Tuesday, January 28, 2014

City of Linden Former Municipal Court Judge Louis DiLeo Sanctioned



Prepared as a Public Service to the People by the Law Office of Vincent J. Sanzone, Jr., Esq.

The New Jersey Supreme Court in a ruling which hopefully will halt some of the current municipal court in New Jersey has ruled In the Matter of Louis M.J. DiLeo, D-66-12, that any judge in New Jersey who uses the court to violate the constitutional rights of any defendant by denying their due process rights may be held accountable and sanctioned by the New Jersey Supreme Court.  The conduct must be egregious and contrary to fundamental principals of due process and well established due process protections as afforded by the United States and New Jersey Constitutions.  This opinion not only applies to municipal court judges but all New Jersey judges who engage in such egregious conduct.   

In the DiLeo case the former judge engaged in egregious conduct in completely denying the defendants their constitutional rights to a fair trial.  In this case he not only denied their right to legal counsel, but acted as a prosecutor, in questioning the defendants, and allowing the police officer to do likewise.   The trial which was presided over by the former judge was in essence a backwater small town “kangaroo court”, as sometimes sadly depicted in the movies and sometimes in real life in parts of the United States. 

The Supreme Court in its ruling held that the undisputed facts in the DiLeo case clearly and convincingly demonstrate that Judge DiLeo committed egregious legal errors in his conduct of the proceedings involving the Kirkland brothers, the defendants in that case.

In this case, the justices adopted the objective standard set by Maine Supreme Court  In re Benoit, 487 A.2d 1158 (Me. 1985), namely, that there must be clear and convincing proof of objective legal error of the type that a “reasonably prudent and competent judge” considers the conduct “obviously and seriously wrong in all circumstances.”   In addition, the errors must be contrary to clear and determined law about which there is no confusion or question as to its interpretation,’ and that the error must be ‘egregious, made in bad faith, or made as part of a pattern or practice of legal error,’”

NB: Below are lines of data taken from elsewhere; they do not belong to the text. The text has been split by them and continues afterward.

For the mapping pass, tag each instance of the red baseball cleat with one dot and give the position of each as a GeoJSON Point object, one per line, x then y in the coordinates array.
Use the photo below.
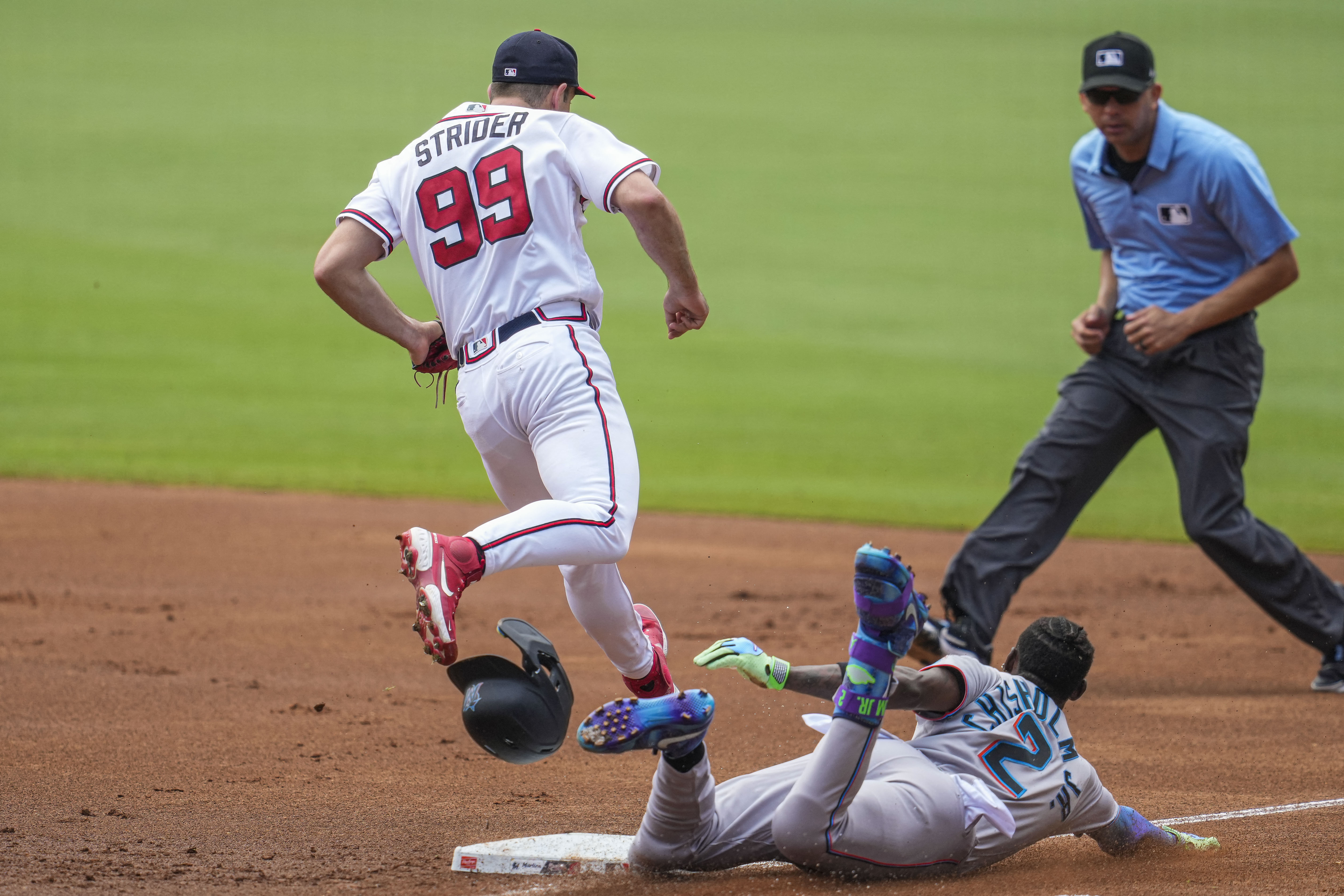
{"type": "Point", "coordinates": [440, 568]}
{"type": "Point", "coordinates": [659, 682]}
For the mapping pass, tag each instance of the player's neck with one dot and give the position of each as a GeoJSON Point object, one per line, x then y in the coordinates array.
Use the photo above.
{"type": "Point", "coordinates": [1060, 702]}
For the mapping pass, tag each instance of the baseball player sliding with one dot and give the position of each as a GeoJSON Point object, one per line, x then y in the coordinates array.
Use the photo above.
{"type": "Point", "coordinates": [490, 201]}
{"type": "Point", "coordinates": [992, 769]}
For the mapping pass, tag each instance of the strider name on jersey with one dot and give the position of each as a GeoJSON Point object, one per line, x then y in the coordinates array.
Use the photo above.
{"type": "Point", "coordinates": [1013, 735]}
{"type": "Point", "coordinates": [490, 202]}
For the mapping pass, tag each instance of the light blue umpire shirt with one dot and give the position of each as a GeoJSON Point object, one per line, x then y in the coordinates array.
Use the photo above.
{"type": "Point", "coordinates": [1199, 214]}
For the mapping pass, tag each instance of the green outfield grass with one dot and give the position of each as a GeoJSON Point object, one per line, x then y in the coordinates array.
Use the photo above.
{"type": "Point", "coordinates": [877, 198]}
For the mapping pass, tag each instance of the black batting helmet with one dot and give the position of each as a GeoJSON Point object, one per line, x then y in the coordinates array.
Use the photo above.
{"type": "Point", "coordinates": [519, 715]}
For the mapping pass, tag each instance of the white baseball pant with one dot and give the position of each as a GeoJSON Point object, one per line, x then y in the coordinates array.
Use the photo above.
{"type": "Point", "coordinates": [857, 807]}
{"type": "Point", "coordinates": [549, 424]}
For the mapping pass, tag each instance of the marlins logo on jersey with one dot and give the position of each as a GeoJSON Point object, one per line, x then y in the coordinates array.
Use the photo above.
{"type": "Point", "coordinates": [1013, 735]}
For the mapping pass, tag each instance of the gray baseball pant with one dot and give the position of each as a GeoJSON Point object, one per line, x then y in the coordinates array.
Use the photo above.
{"type": "Point", "coordinates": [1201, 397]}
{"type": "Point", "coordinates": [858, 807]}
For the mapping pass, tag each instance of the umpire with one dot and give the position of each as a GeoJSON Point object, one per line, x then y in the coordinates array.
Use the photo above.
{"type": "Point", "coordinates": [1191, 242]}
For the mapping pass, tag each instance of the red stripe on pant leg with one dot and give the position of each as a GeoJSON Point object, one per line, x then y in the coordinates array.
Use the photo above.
{"type": "Point", "coordinates": [611, 463]}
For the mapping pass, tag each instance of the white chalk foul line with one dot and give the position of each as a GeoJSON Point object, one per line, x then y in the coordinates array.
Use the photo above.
{"type": "Point", "coordinates": [1248, 813]}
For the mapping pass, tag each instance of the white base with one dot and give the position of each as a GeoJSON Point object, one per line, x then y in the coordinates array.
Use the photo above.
{"type": "Point", "coordinates": [550, 855]}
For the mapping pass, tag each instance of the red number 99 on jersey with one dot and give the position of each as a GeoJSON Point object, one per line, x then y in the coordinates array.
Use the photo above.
{"type": "Point", "coordinates": [445, 199]}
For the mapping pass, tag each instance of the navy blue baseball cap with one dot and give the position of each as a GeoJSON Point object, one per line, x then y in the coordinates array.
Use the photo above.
{"type": "Point", "coordinates": [1119, 60]}
{"type": "Point", "coordinates": [537, 58]}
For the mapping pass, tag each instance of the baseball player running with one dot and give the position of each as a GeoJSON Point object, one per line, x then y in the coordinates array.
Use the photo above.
{"type": "Point", "coordinates": [992, 769]}
{"type": "Point", "coordinates": [490, 201]}
{"type": "Point", "coordinates": [1191, 242]}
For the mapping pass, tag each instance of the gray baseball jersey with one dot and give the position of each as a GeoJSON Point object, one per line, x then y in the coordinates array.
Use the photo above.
{"type": "Point", "coordinates": [1011, 735]}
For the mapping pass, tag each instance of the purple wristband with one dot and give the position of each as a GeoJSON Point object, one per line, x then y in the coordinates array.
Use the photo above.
{"type": "Point", "coordinates": [871, 655]}
{"type": "Point", "coordinates": [859, 706]}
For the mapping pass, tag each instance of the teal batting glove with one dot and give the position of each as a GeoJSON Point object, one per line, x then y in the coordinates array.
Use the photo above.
{"type": "Point", "coordinates": [749, 660]}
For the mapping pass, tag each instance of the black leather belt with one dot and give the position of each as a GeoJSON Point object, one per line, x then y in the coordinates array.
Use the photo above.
{"type": "Point", "coordinates": [483, 347]}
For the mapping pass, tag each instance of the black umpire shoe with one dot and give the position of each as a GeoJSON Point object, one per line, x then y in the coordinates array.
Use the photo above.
{"type": "Point", "coordinates": [1331, 678]}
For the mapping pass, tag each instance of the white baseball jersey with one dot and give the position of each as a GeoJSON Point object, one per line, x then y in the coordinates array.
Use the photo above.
{"type": "Point", "coordinates": [491, 202]}
{"type": "Point", "coordinates": [1011, 735]}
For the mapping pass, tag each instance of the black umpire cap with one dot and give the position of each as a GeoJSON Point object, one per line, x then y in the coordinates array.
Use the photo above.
{"type": "Point", "coordinates": [537, 58]}
{"type": "Point", "coordinates": [1119, 61]}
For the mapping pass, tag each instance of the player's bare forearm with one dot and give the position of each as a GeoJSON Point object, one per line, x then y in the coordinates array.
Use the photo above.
{"type": "Point", "coordinates": [341, 269]}
{"type": "Point", "coordinates": [1155, 330]}
{"type": "Point", "coordinates": [659, 230]}
{"type": "Point", "coordinates": [1091, 327]}
{"type": "Point", "coordinates": [815, 682]}
{"type": "Point", "coordinates": [924, 690]}
{"type": "Point", "coordinates": [1108, 287]}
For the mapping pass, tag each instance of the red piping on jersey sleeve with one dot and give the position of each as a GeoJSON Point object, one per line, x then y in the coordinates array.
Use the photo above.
{"type": "Point", "coordinates": [965, 694]}
{"type": "Point", "coordinates": [372, 222]}
{"type": "Point", "coordinates": [607, 194]}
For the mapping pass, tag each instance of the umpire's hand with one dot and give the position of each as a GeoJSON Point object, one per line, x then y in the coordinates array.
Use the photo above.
{"type": "Point", "coordinates": [1091, 328]}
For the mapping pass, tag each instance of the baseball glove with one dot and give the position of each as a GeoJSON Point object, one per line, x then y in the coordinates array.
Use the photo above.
{"type": "Point", "coordinates": [749, 660]}
{"type": "Point", "coordinates": [437, 363]}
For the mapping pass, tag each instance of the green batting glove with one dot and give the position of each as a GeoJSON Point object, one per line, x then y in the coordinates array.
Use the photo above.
{"type": "Point", "coordinates": [749, 660]}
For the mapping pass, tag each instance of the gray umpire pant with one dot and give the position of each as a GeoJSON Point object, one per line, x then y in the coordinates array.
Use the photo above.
{"type": "Point", "coordinates": [842, 811]}
{"type": "Point", "coordinates": [1201, 397]}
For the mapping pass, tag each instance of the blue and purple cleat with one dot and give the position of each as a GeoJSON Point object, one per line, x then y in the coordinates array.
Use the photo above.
{"type": "Point", "coordinates": [674, 725]}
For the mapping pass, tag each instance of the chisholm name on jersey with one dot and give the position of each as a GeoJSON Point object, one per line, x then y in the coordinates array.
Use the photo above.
{"type": "Point", "coordinates": [470, 130]}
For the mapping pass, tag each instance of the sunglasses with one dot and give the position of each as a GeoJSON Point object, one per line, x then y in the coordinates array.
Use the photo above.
{"type": "Point", "coordinates": [1101, 96]}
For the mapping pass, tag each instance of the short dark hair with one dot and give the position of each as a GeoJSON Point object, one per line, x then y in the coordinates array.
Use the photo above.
{"type": "Point", "coordinates": [1057, 652]}
{"type": "Point", "coordinates": [534, 96]}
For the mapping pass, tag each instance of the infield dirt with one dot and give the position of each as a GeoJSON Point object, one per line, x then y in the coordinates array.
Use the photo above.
{"type": "Point", "coordinates": [208, 688]}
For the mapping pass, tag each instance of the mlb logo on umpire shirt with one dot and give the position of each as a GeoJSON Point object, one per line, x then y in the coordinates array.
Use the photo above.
{"type": "Point", "coordinates": [1174, 214]}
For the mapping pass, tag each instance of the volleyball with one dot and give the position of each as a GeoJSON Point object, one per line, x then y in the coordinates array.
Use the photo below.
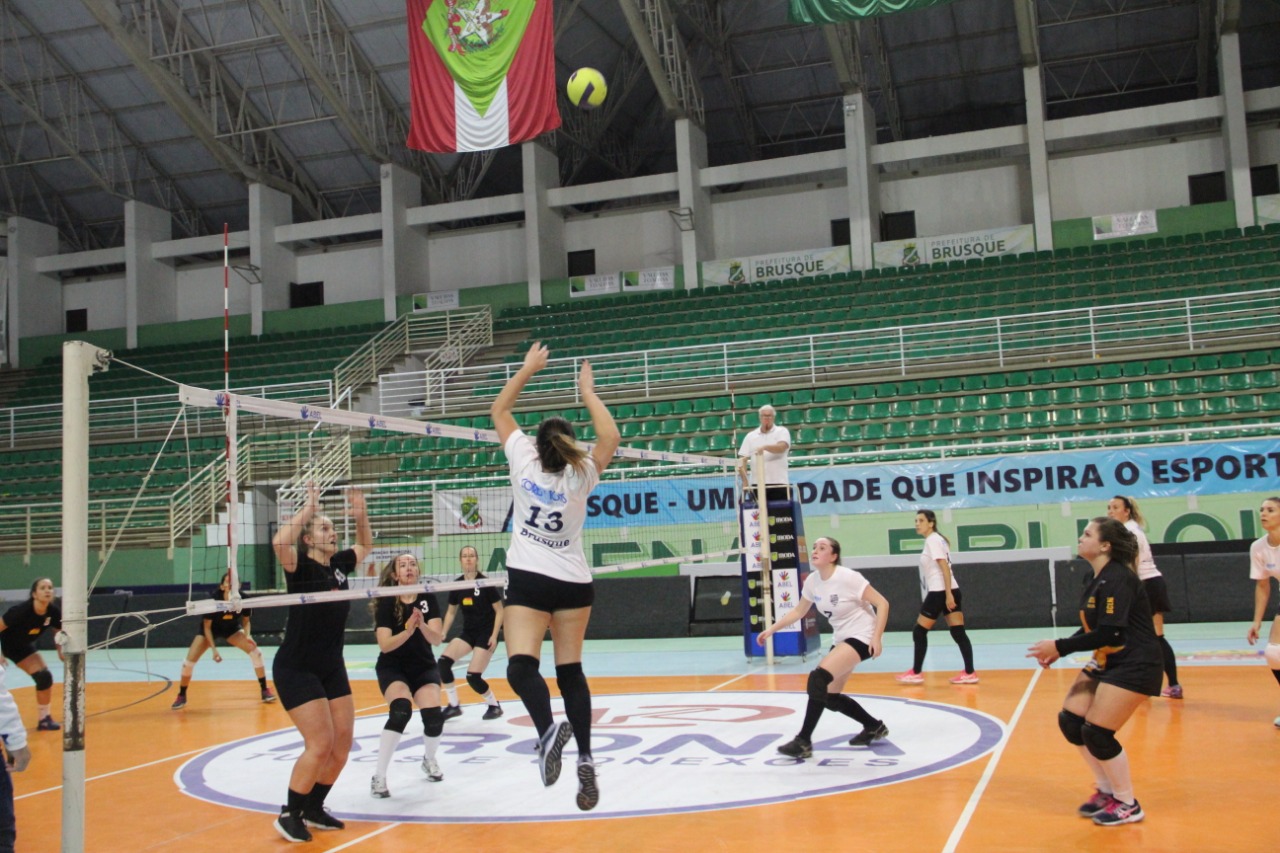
{"type": "Point", "coordinates": [586, 89]}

Following the standard adopted by the Louisiana supreme court in In re Boothe, 110 So. 3d 1002 (La. 2013) the court said that not every legal error, even if clear and unmistakable to a competent jurist, constitutes a violation of the Code, which necessarily leads to a determination of whether the judge should be sanctioned.

This is welcomed decision and was long overdue.  Although the majority of the judges in New Jersey strive and work hard to be fair and apply the law without bias or prejudice, hopefully this decision will give notice to any errant judge not to engage in such misconduct.